Providing a major relief to Bank of America Corporation (BAC), a U.S. Appeals Court has ruled that BofA’s $8.5 billion settlement deal related to mortgage backed securities (MBS) will be reviewed in the New York state court, instead of the federal court. This ruling overturns a decision by the U.S District Court to take the case to federal court in October 2011.

The ruling for the settlement deal came after The Bank of New York Mellon Corporation (BK), the trustee for the MBS and the other parties – Pacific Investment Management Co. (PIMCO) and BlackRock Inc. (BLK) – argued that the settlement should remain in the state court, where the deal was actually filed. However, for the Walnut Place group, which was trying to move the case to the federal court, this is a huge setback.

What Does This Mean?

BofA stands to gain from the present ruling. The company prefers state court more than the federal court as the settlement was structured under the provisions of New York state law that calls for faster settlement proceedings.

Moreover, the provision under which the deal was filed does not allow the investors to opt out of the case and limit the objections, which were raised against BofA regarding the settlement deal. Further, the current ruling also provides BNY Mellon’s broad discretion in matters related to the agreements with investors.

The Back-Story

In June 2011, BofA had reached an agreement to pay $8.5 billion for its legacy Countrywide Financial Corp. mortgage repurchase and servicing claims.
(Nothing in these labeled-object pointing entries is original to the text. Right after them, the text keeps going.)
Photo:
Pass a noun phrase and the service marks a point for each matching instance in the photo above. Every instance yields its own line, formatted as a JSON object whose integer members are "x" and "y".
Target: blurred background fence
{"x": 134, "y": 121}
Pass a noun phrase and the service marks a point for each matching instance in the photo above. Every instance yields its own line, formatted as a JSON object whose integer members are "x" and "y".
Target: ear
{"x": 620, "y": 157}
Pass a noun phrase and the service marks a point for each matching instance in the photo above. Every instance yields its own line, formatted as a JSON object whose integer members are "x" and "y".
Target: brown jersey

The settlement was for a group of 22 investors who suffered significant losses for their investments in MBS that were sold by Countrywide prior to the housing market failure. BofA had acquired Countrywide in 2008.

The agreement basically covered most of BofA’s legacy Countrywide- issued first-lien MBS repurchase exposure. It represented 530 trusts with original principal balance of $424 billion and total current unpaid principal balance of about $221 billion.

The group of investors, including BlackRock, PIMCO and the Federal Reserve Bank of New York had alleged that prior to the financial crisis, Countrywide had sold securities that were tied to bad-quality loans. The loans were not even managed well and lacked proper paperwork. Therefore, these investors sought a buyback relief in MBS that were offloaded by Countrywide.

However, the deal is yet to receive an approval of the court. But, some of the investors alleged that BofA had secretly reached a bigger settlement deal with the large institutional investors, leaving the smaller investors with losses. Hence, they sought the deal to be heard in the federal court. They further argued that the settlement amount was too low.

In Conclusion

The acquisition of Countrywide substantially increased BofA’s mortgage exposure compared with its peers. Following the collapse of the housing market, mortgage repurchases claim risk for the company grew manifold, a factor that has significantly drained the company’s bottom line over the last several quarters.

The settlement, if approved, will not impact BofA’s financials as the company has already bore the brunt of the deal in the second quarter of 2011 by taking the reserves for $8.5 billion. However, this will open the doors for similar investigations against many other big banks including JPMorgan Chase & Co. (JPM), Morgan Stanley (MS) and Wells Fargo & Co. (WFC) for their MBS tied to soured loans.

Shares of BofA currently have a Zacks #3 Rank, which translates into a short-term Hold rating.